Commentary on “Selecting and improving quasi-experimental designs in effectiveness and implementation research.”

May 15,2018 | Lisa DiMartino Featured Articles

One of the greatest challenges in designing an implementation research study is the constant trade-off between internal and external validity.  Implementation of evidence-based interventions often occurs in real-world settings where randomization of participants to the intervention is not possible. For example, it may not be ethical to only offer the intervention to half of participants or sites, or timing of intervention delivery may be out of the control of the investigator. The authors in this month’s featured article describe several commonly used quasi-experimental designs (QEDs) as alternatives to RCTs to achieve a better balance between internal and external validity in implementation research in real-word settings.1 They provide a decision map that can be used to guide researchers when deciding which QED to use. Each method is briefly summarized below:

  • Prepost design with nonequivalent control group.  Interventions using this design are often delivered to communities or organizations. Data are usually collected at a single point before and after the intervention. This type of design is particularly vulnerable to threats to internal validity.
  • Interrupted-time series or difference-in-differences. These designs have an advantage over prepost designs because they allow for evaluating the implementation effect while accounting for preintervention trends. Involves the use of longitudinal data where multiple time points are assessed.  The inclusion of a control group to these designs also increases internal validity and confidence that the intervention is affecting changes in the outcome.
  • Stepped-Wedge. These designs involve the sequential roll-out of an intervention to participants (either individuals or clusters) where all clusters eventually receive the intervention. There are many advantages to this design including logistical convenience of staggering the rollout and better integration into real-world practice.
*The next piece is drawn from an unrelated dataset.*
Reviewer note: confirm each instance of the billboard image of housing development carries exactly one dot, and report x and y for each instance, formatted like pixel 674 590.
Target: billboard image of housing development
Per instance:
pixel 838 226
In this month’s Newsletter, we feature two articles that employed QEDs to examine the impact of implementation strategies on uptake of clinical interventions. Swaminathan et al.2 describe using interrupted time series (ITS) to examine the impact of a multicomponent intervention called MAGIC (tool, training, electronic medical record changes, provider education) on appropriateness of peripherally inserted central catheters (PICC). They accounted for secular trends (or events unrelated to the intervention that occurred during the pre- or post-intervention period that may have influenced the outcome) by defining a control group of nine peer hospitals similar to the intervention hospitals that did not formally implement MAGIC. By using ITS to compare pre-and post-differences in rates of PICC use between the intervention and control sites, the authors concluded that the MAGIC intervention improved appropriateness of PICC use. Similarly, using the difference-in-differences method, Khateeb et al.3 found enhancing hospitalist discharge rounds with an attending and social worker from a palliative care team increased uptake of palliative care consultation at a single institution.

In sum, these two studies provide examples of how QEDs can be used to evaluate the impact of implementation strategies in clinical settings. As noted by Handley et al1, it can be more difficult to conduct a good QED than a good RCT, and RCTs are still considered the “gold standard.” However, investigators can further enhance their use of QEDs by also including measures of fidelity (i.e., was the intervention delivered as intended?), capturing implementation processes, and examining which component(s) of the intervention are the “active ingredients.”

Read the full abstract.

1Handley, M.A., Lyles, C.R., McCulloch, C., et al. (2018). Selecting and improving quasi-experimental designs in effectiveness and implementation research. Annu. Rev. Public Health 39:5–25

2Swaminathan, L., Flanders, S., Rogers, M. et al (2018). Improving PICC use and outcomes in hospitalised patients: an interrupted time series study using MAGIC criteria. BMJ Qual Saf 27: 271-278.

3Khateeb, R., Puelle, M. R., Firn, J., et al (2018). Interprofessional Rounds Improve Timing of Appropriate Palliative Care Consultation on a Hospitalist Service. American Journal of Medical Quality. doi: 10.1177/1062860618768069.